Opposition presidential candidate Corazon Aquino launched her campaign against President Ferdinand Marcos today with a pledge to seek justice for her late husband amid signs of continuing tension between Aquino and her running mate, Salvador Laurel.
"I'm not out to seek revenge, but I want justice for Ninoy and justice for all the victims of Marcos," Aquino said in this provincial capital 66 miles south of Manila. Ninoy was the nickname of her husband, opposition leader Benigno Aquino Jr., who was shot at the Manila International Airport Aug. 21, 1983, while in the custody of military guards.
A court this month acquitted the armed forces chief of staff, Gen. Fabian Ver, 24 other military men and one civilian of involvement in the slaying and a later cover-up.
In a press conference before setting out on her first campaign swing, Aquino said she still considered Marcos "my number one suspect in the assassination of Ninoy."
Aquino opened the campaign with Laurel a day after they announced that they had patched up a rift and agreed to form a unified ticket. In a compromise to achieve unity, Laurel withdrew his candidacy for president and Aquino agreed to join Laurel's political party, the United Nationalist Democratic Organization.

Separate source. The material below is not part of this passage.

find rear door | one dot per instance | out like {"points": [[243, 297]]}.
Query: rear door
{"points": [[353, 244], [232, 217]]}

However, it was clear today that tension remained between the two, and the campaign appeared to get off to a slow start with the visit to Laurel's home province of Batangas.
Before the visit, the two candidates appeared together at a news conference to explain their decision to reunite after a split had raised the prospect of two opposition challengers to Marcos in an early election set for Feb. 7. Laurel continued to blame the split on Aquino's refusal to join his party, known as Unido, after he had agreed to give up his presidential ambitions. He said unity was achieved when she "reconsidered her decision" and agreed to run as the Unido candidate for president.
Aquino said that after consulting friends and receiving numerous messages expressing disappointment with the opposition, she concluded that Filipinos deserved "the best possible opportunity to end the Marcos dictatorship." She said that she agreed only to join Unido and that other issues between the two camps were "to be talked about when we achieve victory."
Laurel aides expressed concern that unless both Aquino and Laurel ran on the ticket of the established Unido party, the team might forfeit legal status that provides for party inspectors at polling places, a key factor in detecting the voting irregularities that often mar elections in the Philippines.
The differences between the two sides go beyond a dispute over party affiliation, however. Many of Aquino's supporters mistrust the Laurel camp as traditional politicians schooled in the Marcos style of government and merely awaiting their turn in power. Laurel and some of his top aides formerly belonged to Marcos' ruling party.